Elephant seals have been steadily growing in numbers since they returned to the Point Reyes headlands in the 1970s. In early 2019, they even took over Drakes Beach adjacent to the Kenneth C. Patrick Visitor Center while the park was closed during the government shutdown. You can see the giant, blubbery animals at all points of the year, but they are greatest in number December through March for the birthing and mating season, and in the spring when adult females and juveniles molt. Head to Elephant Seal Overlook near Chimney Rock, above beautiful Drakes Bay, to spot a colony.
Beyond the famous elephant seals, Point Reyes is home to tule elk, which can be spied in the Elk Preserve on Tomales Bay. Some grey whales are known to swim near campsites on Point Reyes, and are more prominent in mid-January and mid-March.
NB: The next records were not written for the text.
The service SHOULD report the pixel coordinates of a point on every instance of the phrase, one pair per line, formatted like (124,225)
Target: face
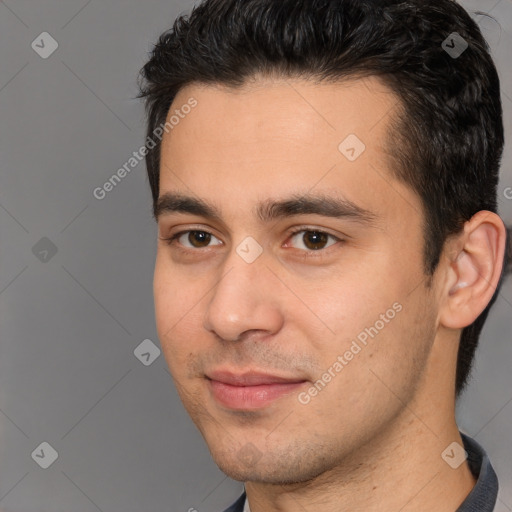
(290,298)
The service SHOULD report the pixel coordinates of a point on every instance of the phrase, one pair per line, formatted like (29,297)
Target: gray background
(70,321)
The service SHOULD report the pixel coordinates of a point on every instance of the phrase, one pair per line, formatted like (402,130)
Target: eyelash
(307,252)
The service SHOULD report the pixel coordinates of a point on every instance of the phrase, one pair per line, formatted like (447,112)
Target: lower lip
(251,397)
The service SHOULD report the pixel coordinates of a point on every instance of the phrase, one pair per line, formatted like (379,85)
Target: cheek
(176,303)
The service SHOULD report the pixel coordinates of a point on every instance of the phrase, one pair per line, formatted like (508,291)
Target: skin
(372,439)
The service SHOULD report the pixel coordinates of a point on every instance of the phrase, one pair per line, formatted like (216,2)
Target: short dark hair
(446,136)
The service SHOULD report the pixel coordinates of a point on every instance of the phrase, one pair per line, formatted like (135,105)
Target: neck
(400,469)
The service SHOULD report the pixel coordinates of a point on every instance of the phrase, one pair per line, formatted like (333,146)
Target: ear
(473,264)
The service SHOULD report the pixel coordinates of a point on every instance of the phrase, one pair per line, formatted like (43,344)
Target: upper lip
(251,378)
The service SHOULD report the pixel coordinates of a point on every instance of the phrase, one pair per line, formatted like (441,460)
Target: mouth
(251,390)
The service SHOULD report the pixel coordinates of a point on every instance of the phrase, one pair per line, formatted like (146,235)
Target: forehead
(281,137)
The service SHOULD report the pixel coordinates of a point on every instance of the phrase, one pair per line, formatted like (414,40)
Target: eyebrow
(270,209)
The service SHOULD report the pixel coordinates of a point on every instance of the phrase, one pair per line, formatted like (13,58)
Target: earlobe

Explore Historical Landmarks
The historical Point Reyes Lighthouse first began warning mariners of navigational hazards in 1870. It was retired in 1975 after serving for 105 years. You can access it at the end of a long and slow drive along Sir Francis Drake Boulevard. Check out the historical clockwork and Fresnel lens, and visit the observation deck and ocean exploration center. Visitors should take note, however, of an ongoing restoration effort that will cause temporary closures in 2019.
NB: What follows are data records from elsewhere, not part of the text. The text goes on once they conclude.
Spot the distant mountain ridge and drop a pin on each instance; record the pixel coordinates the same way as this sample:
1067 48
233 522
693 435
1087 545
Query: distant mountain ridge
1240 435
Within the National Seashore, you can also visit the historic KPH maritime radio receiving station, built by Guglielmo Marconi (long considered the inventor of modern radio) in 1913. You may also want to check out the Cypress Tree Tunnel, a signature drive near the North District Operations Center.
Other Local Attractions
The nearby towns of Point Reyes Station, Olema and Inverness each offer charming activities, shops, restaurants and other attractions that offer campers a welcomed day trip. Stores offer everything from the best California wine and cheese, to more outdoor gear if you need to restock.